Since Charles Henderson was thinking of the effects of polio and did not know that this disease would be eradicated by the Salk vaccine after his death, the courts were needed to clarify his will and trust as a cripple children's hospital was no longer needed. In point of fact, there is not one in Alabama today. The net result is that the Charles Henderson Child Health Care Center in Troy was built in lieu of a hospital. There is currently $41 million in the trust to operate the clinic, and the trust continues to grow every year.

==Troy Normal School==
In 1887, a group of local educators and prominent citizens of Troy joined to acquire a state normal school (teacher training school) for Troy. Thanks mostly to the efforts of Ariosto A. Wiley, a powerful state senator who was born in Troy, Troy won the education prize over Lowndesboro, Alabama, which had also wanted the school. The school was eventually constructed in downtown Troy on a four-acre campus.

This school, which went on to become Troy University, had a stormy early history and was lucky to have survived on its cramped downtown location. Its survival was assured when the third president of the college, Edward Madison Shackelford, led the movement from downtown to its present site starting in 1924.The school was only for white students.

==The Old Federal Road==
To promote movement of settlers and to speed mail from Washington City to New Orleans, the Federal Road was laid out after 1805. It extended from the southern terminus of The Great Philadelphia Wagon Road at Augusta, Georgia westward through Georgia entering Alabama in what is now Russell County, and continuing westward through Macon and Montgomery counties and then southwestward through Lowndes, Butler, Monroe counties, etc. to Mobile and thence westward to New Orleans.

=== Three Notch Road ===
In 1824, a military road, the Three Notch Road, was laid out from Fort Barrancas in Pensacola, Florida and ran on top of the ridges to Fort Mitchell in Russell County, Alabama, and connected to The Federal Road. Capt. Daniel E. Burch of the U.S. Army marked the route using three notches on trees for a crew under Lt. Elias Phillips to follow The route was eventually cleared in 1824 at a cost of $1,130. It follows the ridge dividing the water sheds of the Conecuh to the northwest, and the Yellow and Pea rivers to the southeast. This road became known as The Three Notch Road and ran through Troy and Pike County. While never being highly needed as a military supply road, it became a boon to the settlers who used it to move into south-central and southeast Alabama and into northwest Florida.

==Historic John Wilkes Booth Monument==
Troy is home of what remains of what is believed to be the only monument erected to the memory of John Wilkes Booth, the man who assassinated President Abraham Lincoln at the end of the Civil War.

The monument was not erected by the town, nor through funds raised by Troy citizens. It was instead created in 1906 by a single individual named Joseph Pinkney Parker. After returning home from the war, he discovered that his family was treated harshly by Union sympathizers and soldiers while he was gone. While not uncommon, Parker refused to let go of what had happened. He would soon erect a monument with the inscription ""Erected by Pink Parker in honor of John Wilks Booth for killing old Abe Lincoln."

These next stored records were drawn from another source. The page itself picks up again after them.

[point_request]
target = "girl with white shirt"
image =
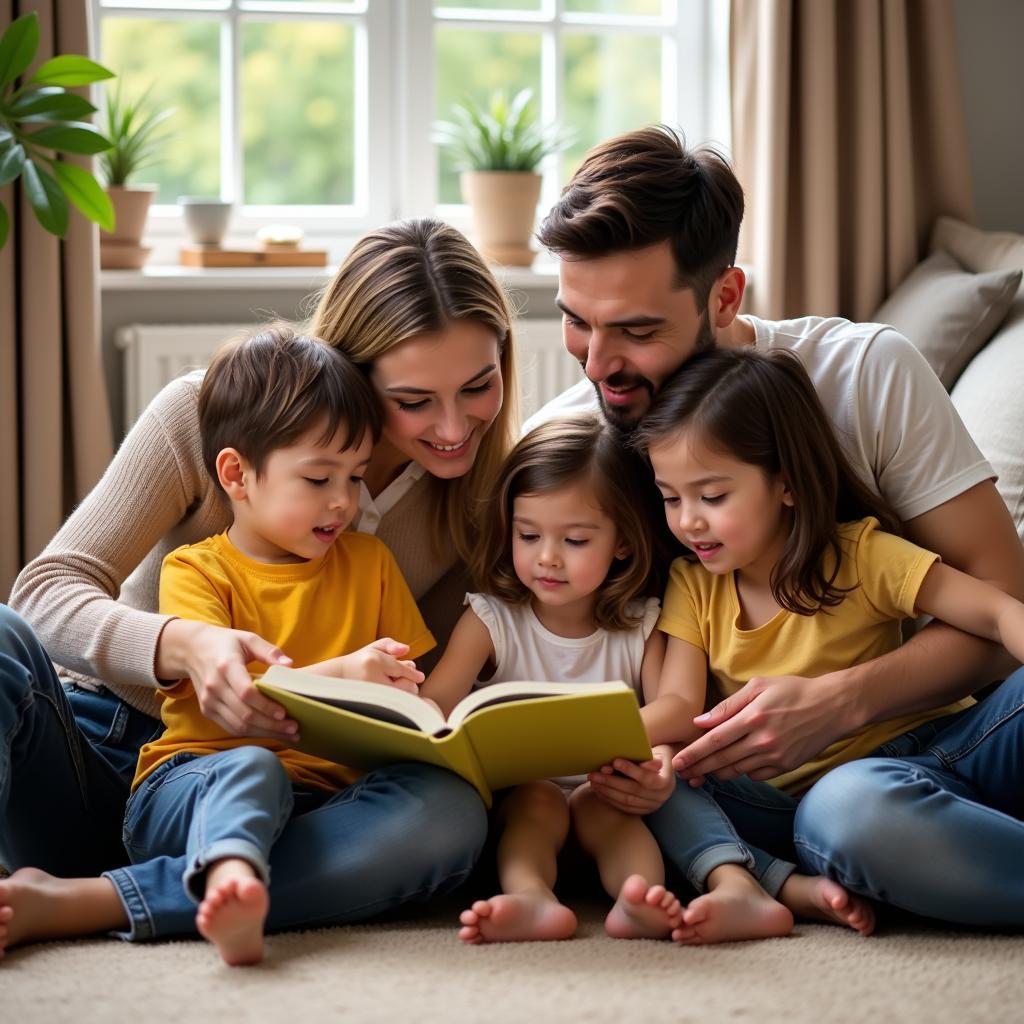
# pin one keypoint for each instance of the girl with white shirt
(563, 557)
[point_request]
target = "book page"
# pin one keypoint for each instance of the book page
(495, 693)
(386, 704)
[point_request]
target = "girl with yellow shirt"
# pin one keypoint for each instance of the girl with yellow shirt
(790, 573)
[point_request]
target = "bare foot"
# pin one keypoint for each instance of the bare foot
(232, 912)
(516, 918)
(643, 911)
(735, 908)
(35, 905)
(822, 899)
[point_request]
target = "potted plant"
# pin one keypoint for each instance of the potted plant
(135, 139)
(499, 146)
(39, 121)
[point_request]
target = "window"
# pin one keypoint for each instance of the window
(320, 112)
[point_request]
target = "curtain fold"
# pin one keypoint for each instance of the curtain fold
(849, 139)
(55, 436)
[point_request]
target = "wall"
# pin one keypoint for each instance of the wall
(989, 41)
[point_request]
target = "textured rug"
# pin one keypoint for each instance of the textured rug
(417, 971)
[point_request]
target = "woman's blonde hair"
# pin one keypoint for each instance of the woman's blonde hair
(412, 278)
(556, 455)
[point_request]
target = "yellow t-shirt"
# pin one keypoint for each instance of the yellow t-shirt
(311, 610)
(887, 571)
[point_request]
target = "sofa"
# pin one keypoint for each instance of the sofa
(963, 307)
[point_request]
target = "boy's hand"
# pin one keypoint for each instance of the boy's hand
(380, 662)
(636, 787)
(215, 658)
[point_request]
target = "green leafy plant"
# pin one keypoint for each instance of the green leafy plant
(133, 133)
(501, 134)
(39, 121)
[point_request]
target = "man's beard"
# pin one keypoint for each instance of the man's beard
(626, 421)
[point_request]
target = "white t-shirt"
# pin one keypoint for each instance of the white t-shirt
(892, 415)
(526, 650)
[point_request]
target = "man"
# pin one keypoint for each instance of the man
(647, 233)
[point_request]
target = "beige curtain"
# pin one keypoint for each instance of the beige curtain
(849, 140)
(54, 421)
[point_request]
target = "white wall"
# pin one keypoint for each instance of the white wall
(990, 47)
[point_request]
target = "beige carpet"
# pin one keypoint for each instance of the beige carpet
(416, 971)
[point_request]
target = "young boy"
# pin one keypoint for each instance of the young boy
(287, 427)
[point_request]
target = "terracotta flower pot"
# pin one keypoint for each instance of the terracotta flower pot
(122, 248)
(504, 207)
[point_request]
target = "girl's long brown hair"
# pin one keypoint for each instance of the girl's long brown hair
(556, 455)
(761, 408)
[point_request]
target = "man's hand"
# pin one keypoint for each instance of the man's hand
(380, 662)
(636, 787)
(215, 658)
(771, 725)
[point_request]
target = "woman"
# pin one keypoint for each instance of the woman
(415, 304)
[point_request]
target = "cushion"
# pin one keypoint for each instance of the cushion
(948, 312)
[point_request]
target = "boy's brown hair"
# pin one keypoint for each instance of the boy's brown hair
(645, 187)
(263, 392)
(555, 455)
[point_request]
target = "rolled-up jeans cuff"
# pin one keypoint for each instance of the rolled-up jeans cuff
(195, 876)
(140, 924)
(706, 862)
(774, 876)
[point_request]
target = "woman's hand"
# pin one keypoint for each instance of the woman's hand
(636, 787)
(215, 658)
(380, 662)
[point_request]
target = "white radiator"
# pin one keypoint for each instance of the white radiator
(156, 353)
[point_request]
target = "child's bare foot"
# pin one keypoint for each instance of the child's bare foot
(232, 912)
(821, 899)
(643, 911)
(735, 908)
(516, 918)
(36, 905)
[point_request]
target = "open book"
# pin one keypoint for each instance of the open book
(499, 735)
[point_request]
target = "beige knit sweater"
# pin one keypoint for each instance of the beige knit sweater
(92, 595)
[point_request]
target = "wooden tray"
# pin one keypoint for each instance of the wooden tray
(257, 256)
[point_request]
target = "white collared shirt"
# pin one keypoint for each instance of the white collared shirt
(372, 510)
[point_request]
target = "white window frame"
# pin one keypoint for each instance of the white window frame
(394, 93)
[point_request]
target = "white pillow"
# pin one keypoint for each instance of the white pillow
(948, 312)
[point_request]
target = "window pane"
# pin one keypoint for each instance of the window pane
(633, 8)
(612, 85)
(298, 112)
(181, 60)
(489, 5)
(472, 65)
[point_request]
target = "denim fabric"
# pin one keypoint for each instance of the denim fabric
(399, 834)
(932, 821)
(67, 761)
(696, 836)
(233, 804)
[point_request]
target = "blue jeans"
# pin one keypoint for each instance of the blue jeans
(67, 761)
(399, 834)
(930, 822)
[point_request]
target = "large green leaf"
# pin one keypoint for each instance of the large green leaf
(70, 70)
(47, 200)
(48, 103)
(11, 162)
(17, 47)
(81, 187)
(74, 137)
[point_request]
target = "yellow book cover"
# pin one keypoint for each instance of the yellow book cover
(499, 735)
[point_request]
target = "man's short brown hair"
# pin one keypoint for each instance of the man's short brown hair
(645, 187)
(264, 392)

Parker's hope was to place it in front of the Pike County Courthouse in Troy, but local officials were not in favor of the idea. Instead, he exercised his First Amendment rights by placing it in his front yard. When word of the monument reached the north, large public protests pressured the Troy city council to forcibly remove it. Its existence became major news around the nation by 1920. By 1921, letters from across the nation were coming in demanding that the monument be taken down immediately.

It stood on his lawn facing Madison Street in Troy for many years until Parker's death in 1921 amidst all of the controversy. The monument was re-carved and used as a tombstone for Parker in Oakwood Cemetery.